Образ раскольницы рождался на глазах Голенищева-Кутузова, ему и первая весточка. Но эпизод не отпускает. Полине Стасовой — опять о том же, но подробнее, мысленный взор уже охватывает эпизод во всей шири:
«…Раскольница, влюбленная до смерти в молодого Андрея Хованского, в скиту заклинает его колдовством на „буйный ветер“, и в самый разгар опьянения страстью перебивается Вам уже известною песнью раскольников об „аллилуевой жене“. Чуя, что настала пора готовиться к смерти, раскольница пронизывает сцену и оркестр отчаянным воплем „смерть идет“. Раскольники выходят из леса в саванах и с зелеными свечами, готовые на самосожжение, и запираются для молитвы в келиях, чтобы по зову Досифея (кн. Мышецкого) стать к гробам; раскольница поднимается, идет за ними, „облечься в ризы белые — чистые“, но не для молитвы идет. Когда из келий выходит Андрей Хованский, мечтающий о своей немочке, раскольница в саване и со свечою в руках наблюдает за ним; а сей дурашка напевает любовную песенку под окошком келий, где сокрыта Досифеем немочка, украденная из немецкой слободы Хованским. Когда дурашка изрядно напелся, раскольница подходит к нему и на мотив колдовства отпевает Андрея Хованского».
В сцене была та новизна, которая словно бы сама пришла из той давней Руси, которая уже знала неистовые женские характеры, вроде боярыни Морозовой или той же царевны Софьи. Мусоргский любовался на свою Марфу, душу страстную во всем — и в любви, и в самоотречении, и в религиозном подвиге. В письмах к Стасову проступали всё новые и новые подробности. Здесь запечатлелась и новизна характера, и новизна в сцене отпевания бывшего возлюбленного («кому ни показывал отпевание любовное, глаза пучат, до такой степени это небывалая штука»[157]). Новизна, наконец, и в раскольничьем «огнепальном» пении в унисон в финале оперы («Эта новизна стара, как прародительский грех, но это-то мне и нравится»[158]).
Об раскольничьем пении он тоже печется с усердием.
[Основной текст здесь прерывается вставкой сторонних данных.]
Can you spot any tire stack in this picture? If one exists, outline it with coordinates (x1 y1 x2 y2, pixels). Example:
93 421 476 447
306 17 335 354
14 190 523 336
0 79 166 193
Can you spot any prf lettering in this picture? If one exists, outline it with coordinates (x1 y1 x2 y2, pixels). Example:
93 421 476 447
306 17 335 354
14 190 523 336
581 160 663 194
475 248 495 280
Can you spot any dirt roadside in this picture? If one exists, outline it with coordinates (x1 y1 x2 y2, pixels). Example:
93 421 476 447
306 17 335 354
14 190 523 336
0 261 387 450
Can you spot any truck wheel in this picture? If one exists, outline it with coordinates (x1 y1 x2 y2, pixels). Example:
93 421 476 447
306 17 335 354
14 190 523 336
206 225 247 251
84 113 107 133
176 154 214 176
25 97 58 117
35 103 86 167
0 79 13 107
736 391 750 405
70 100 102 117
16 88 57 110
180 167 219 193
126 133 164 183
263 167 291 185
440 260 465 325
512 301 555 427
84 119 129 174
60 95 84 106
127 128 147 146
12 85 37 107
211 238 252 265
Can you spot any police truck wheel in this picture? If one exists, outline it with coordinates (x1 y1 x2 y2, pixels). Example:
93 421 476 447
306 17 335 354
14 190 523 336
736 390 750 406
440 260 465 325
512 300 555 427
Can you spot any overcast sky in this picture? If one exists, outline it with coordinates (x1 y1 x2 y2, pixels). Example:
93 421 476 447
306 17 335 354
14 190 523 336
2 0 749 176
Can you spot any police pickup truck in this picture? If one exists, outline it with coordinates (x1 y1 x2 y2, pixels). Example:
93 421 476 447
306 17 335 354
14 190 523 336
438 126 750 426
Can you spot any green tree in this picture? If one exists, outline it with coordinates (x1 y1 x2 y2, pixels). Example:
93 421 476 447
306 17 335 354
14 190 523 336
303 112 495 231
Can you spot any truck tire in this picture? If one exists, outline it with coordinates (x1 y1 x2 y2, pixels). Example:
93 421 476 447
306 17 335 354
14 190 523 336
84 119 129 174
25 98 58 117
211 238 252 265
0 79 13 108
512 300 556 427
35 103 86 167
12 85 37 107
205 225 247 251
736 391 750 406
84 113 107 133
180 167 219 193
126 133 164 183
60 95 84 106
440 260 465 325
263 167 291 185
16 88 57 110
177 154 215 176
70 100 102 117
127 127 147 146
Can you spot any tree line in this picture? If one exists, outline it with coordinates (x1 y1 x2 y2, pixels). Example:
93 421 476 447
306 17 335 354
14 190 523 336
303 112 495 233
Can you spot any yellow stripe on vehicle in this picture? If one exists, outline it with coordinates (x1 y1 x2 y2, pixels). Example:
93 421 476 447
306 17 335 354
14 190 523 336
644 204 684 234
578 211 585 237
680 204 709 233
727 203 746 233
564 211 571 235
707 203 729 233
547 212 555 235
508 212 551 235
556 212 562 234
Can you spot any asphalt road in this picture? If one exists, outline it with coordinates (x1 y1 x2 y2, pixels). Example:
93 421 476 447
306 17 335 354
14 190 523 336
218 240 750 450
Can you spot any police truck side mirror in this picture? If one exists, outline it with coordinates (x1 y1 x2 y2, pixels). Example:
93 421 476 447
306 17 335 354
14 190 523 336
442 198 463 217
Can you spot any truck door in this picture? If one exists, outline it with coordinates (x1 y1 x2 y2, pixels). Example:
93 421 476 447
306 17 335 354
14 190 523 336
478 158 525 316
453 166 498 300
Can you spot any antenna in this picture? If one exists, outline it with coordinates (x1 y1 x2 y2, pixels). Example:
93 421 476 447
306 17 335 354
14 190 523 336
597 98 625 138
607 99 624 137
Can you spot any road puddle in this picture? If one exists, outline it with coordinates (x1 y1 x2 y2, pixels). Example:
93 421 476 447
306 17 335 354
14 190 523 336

В свое время говорил с одним «путным» попом о характере этих напевов. Тот присоветовал: «Если, живя в деревне, застали и слышали старых дьячков, — так и создавайте ваших раскольников в обиходном напеве»[159]. Совет припомнился в самое время, когда стала проступать — в звуках и образах — последняя сцена «Хованщины».
Следом за финалом проступило со всей отчетливостью второе действие — «Кабинет Голицына». В деталях, в нюансах душевных движений и — в вариантах. В программках к спектаклям краткие либретто опер пишутся стертым, невыразительным языком, вроде: «Кабинет Василия Голицына. Он сидит, читает письмо…» и т. д. Сюжет действия в самый момент его рождения, языком самого композитора, звучит необычайно выразительно:
«Какие новые, нетронутые в искусстве характеры воздвигаются. Например (бывает же у Вас минута, когда пресыщение требует чего-либо, хотя бы икры из мелочной лавочки); ну так, например: поведем мы нашу раскольницу (боярыню княгиню Сицкую, бежавшую „сверху“, т. е. из теремов от духоты ладана и пуховиков), поведем мы ее, сердечную, quasi-стрельчиху-раскольницу — в посестрии Марфу, к кн. Голицыну гадать про судьбу. Голицын мало знал „верхний двор“, да и не был вхож к царице Наталье, мог не видать юную бабу Сицкую. А они там „в верху“ ужели не гуторили за сластями да 100-верстными пирогами о материях важных на Москве! Так ей-то, раскольнице Сицкой-Марфе, дело голицынское было знакомо, а еёное Голицыну мало, а то и отнюдь. Ну погадала она ему, да как дала почувствовать, что насквозь видит, так он позвони в европейский колпачок, да и вели утопить „на болоте, чтобы проносу не было“. Ан не тут-то было: увернулась — не такова, да и является как раз на заседание „терцета“, сначала и уже своим появлением делает „прильпе к гортани“ Голицыну и дает ему понять, что ненадежных клевретов держит и выходит „квартет“»[160].